ハービー・ハンコックは、デューク・エリントンやセロニアス・モンクと肩を並べる、ジャズの「大」作曲家である。このアルバムを録音したときはまだ24歳だったが、すでに「Watermelon Man」や「Cantaloupe Island」といった名曲を生んでいた。このアルバムからは「Maiden Voyage」と「Dolphin Dance」がスタンダード(ジャズ・ミュージシャンであれば誰もが演奏できる曲)に加わった。

 

 ハービー・ハンコックの作品には緻密なバランス感覚がある。このアルバムでは、モードジャズやフリージャズの要素が取り入れられているが、それがビバップの特徴である機能和声(安定(トニック)と不安定(ドミナント)を繰り返すクラシック音楽のコード理論)とうまく組み合わされており、実験的な雰囲気がない。

 

「The Eye of the Hurricane」は、マイナーブルースをモードで演奏した曲だ。ブルースをモードで演奏するというコンセプトは、マイルスの「Kind of Blue」に収録されている「Freddie Freeloader」と同じだが、ブルースのコード転回を使わない複雑なメロディから始まるところが新鮮だ。このメロディのパートは、伴奏と旋律に分かれておらず、ドラムやベースも含めてリズムが止まったり、6/4拍子になったりと、かなり複雑な12小節である(2回繰り返される)。もし、この12小節のコード転回で即興を展開しようとしていたら、複雑になりすぎて実験的な印象を与えていただろう(コルトレーンの「Giant Steps」を聞いてもらえれば、「実験的」という意味を理解してもらえるはずだ)。
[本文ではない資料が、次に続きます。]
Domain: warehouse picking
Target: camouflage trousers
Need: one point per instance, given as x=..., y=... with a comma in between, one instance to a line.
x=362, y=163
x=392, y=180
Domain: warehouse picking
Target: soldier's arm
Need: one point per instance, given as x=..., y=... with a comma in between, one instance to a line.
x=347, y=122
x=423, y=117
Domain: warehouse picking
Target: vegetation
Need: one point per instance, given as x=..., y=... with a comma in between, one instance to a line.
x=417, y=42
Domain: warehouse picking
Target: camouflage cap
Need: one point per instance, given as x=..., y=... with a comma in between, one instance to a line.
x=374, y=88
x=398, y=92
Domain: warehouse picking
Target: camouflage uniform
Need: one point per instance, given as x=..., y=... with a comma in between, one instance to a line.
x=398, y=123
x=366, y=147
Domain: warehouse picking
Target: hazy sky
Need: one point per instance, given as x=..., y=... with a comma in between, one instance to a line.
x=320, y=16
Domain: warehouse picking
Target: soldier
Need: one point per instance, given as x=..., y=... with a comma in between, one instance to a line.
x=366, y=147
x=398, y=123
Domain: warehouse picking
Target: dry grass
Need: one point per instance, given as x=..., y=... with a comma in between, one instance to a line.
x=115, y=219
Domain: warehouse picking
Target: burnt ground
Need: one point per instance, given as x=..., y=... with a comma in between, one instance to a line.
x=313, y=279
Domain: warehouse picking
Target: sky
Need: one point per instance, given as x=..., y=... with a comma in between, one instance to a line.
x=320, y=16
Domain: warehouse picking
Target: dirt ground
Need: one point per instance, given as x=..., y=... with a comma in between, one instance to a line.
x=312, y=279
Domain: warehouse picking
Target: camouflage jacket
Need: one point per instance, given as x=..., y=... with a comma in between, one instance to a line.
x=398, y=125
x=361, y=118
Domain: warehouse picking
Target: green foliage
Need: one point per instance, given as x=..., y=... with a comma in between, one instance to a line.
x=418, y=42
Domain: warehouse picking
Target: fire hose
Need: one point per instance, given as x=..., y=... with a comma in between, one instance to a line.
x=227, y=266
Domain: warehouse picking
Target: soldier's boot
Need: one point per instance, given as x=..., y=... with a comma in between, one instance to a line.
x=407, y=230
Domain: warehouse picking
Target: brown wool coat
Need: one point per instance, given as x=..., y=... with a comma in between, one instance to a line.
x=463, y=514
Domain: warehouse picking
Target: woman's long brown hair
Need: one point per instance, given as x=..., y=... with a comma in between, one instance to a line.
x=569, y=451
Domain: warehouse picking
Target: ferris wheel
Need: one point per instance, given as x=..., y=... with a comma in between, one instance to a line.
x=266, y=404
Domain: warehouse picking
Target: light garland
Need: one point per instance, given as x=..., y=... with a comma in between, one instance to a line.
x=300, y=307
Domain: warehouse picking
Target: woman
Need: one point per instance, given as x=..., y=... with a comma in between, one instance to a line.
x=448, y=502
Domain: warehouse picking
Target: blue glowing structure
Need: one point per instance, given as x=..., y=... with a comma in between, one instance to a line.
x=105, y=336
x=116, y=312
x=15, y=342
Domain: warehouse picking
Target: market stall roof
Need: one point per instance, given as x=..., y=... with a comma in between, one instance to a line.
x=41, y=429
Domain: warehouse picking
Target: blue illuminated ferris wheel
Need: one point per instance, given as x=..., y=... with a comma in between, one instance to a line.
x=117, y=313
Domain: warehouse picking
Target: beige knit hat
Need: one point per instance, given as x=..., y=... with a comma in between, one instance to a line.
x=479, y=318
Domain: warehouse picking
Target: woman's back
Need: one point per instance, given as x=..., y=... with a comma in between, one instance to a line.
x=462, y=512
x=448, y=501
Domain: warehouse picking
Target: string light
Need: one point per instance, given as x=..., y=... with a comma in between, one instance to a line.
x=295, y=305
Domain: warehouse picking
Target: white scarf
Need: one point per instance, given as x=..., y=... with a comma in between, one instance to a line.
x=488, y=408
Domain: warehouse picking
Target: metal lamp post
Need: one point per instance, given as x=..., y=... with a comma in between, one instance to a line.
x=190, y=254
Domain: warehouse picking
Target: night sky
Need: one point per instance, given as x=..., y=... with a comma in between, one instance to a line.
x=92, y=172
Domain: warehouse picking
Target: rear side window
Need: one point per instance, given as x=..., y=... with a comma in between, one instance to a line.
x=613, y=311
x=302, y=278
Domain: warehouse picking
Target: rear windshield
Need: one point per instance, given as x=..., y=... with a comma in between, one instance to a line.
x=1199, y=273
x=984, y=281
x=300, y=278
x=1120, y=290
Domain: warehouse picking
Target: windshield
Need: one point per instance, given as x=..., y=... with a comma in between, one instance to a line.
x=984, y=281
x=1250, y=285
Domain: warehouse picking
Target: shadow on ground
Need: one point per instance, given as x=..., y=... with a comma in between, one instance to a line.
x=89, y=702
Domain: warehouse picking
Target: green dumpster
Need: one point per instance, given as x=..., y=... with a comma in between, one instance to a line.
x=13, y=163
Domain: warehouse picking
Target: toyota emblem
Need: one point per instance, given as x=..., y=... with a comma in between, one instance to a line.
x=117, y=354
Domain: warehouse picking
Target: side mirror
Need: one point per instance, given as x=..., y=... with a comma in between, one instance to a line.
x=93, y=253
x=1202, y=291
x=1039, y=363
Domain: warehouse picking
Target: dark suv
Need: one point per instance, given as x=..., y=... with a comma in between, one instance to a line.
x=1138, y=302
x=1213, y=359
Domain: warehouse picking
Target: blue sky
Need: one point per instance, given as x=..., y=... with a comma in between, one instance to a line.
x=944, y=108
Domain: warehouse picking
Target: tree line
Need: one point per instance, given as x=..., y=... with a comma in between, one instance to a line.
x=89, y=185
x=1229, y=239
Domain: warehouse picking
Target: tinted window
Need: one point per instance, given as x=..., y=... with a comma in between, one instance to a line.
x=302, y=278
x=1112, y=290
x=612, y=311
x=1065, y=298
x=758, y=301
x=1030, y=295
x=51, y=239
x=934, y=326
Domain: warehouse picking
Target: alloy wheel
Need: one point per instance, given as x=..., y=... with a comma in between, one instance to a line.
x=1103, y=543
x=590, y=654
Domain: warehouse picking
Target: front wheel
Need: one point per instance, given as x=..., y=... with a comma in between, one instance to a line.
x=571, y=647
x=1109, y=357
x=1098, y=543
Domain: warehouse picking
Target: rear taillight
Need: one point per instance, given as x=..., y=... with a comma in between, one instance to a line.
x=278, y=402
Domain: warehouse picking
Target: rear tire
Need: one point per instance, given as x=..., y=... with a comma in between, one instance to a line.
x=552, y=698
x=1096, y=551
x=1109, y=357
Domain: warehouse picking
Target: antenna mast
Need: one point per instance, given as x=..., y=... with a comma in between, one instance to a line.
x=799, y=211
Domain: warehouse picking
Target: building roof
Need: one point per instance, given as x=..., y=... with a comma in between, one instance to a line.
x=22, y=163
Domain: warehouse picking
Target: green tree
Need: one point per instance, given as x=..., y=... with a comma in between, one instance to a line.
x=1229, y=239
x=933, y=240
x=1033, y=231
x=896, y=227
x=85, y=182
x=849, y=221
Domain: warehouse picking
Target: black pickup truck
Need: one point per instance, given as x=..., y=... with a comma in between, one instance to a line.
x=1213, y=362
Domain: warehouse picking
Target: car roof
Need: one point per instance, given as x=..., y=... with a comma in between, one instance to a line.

それを、「即興が始まったら普通のマイナーブルース進行でいこう」と判断できるのが、ハービー・ハンコックのプロデューサー的な「バランス感覚」である。

 

「Survival of the Fittest」もよく練られた曲だ。即興はフリーで演奏されるが、ビバップのフレーズが身体に染み付いているフレディ・ハバート(トランペット)の演奏は、まるでコード転回をなぞっているかのように和声的である。次に、トニー・ウィリアムズ(ドラム)の短い即興を挟んで、ジョージ・コールマン(テナー・サックス)のソロに入る。このときに演奏している4人は、前年までマイルスのクインテットのメンバーであり(1964年に、ジョージ・コールマンはウェイン・ショーターと入れ替わった)、息の合った自由な演奏を聞かせてくれる。ピアノソロではさらに自由になる。ハンコック(ピアノ)とトニー・ウィリアムズ(ドラム)のデュオで、クラシック音楽のようなドラマチックな展開のある音楽を聞かせてくれる。

 

 このアルバムは「海」をテーマにしている。まず、船出(「Maiden Voyage」)があり、次に嵐(「The Eye of the Hurricane」)に遭遇して、凪の時間(「The Little One」)の後に、弱肉強食の争い(「Survival of the Fittest」)が繰り広げられる。そして、水面をイルカが跳ねる祝祭的な風景(「Dolphin Dance」)でアルバムは終了する。「Dolphin Dance」は、5音のモチーフが転調していくメロディが印象的な曲だ。アントニオ・カルロス・ジョビンの曲と作りが似ているが、あくまで音感で作曲をしてそうなジョビンに対して、ハンコックは理詰めで作っているようにみえる。コードに沿った即興演奏をするのに適した曲で、スタンダードになったのは必然だっただろう。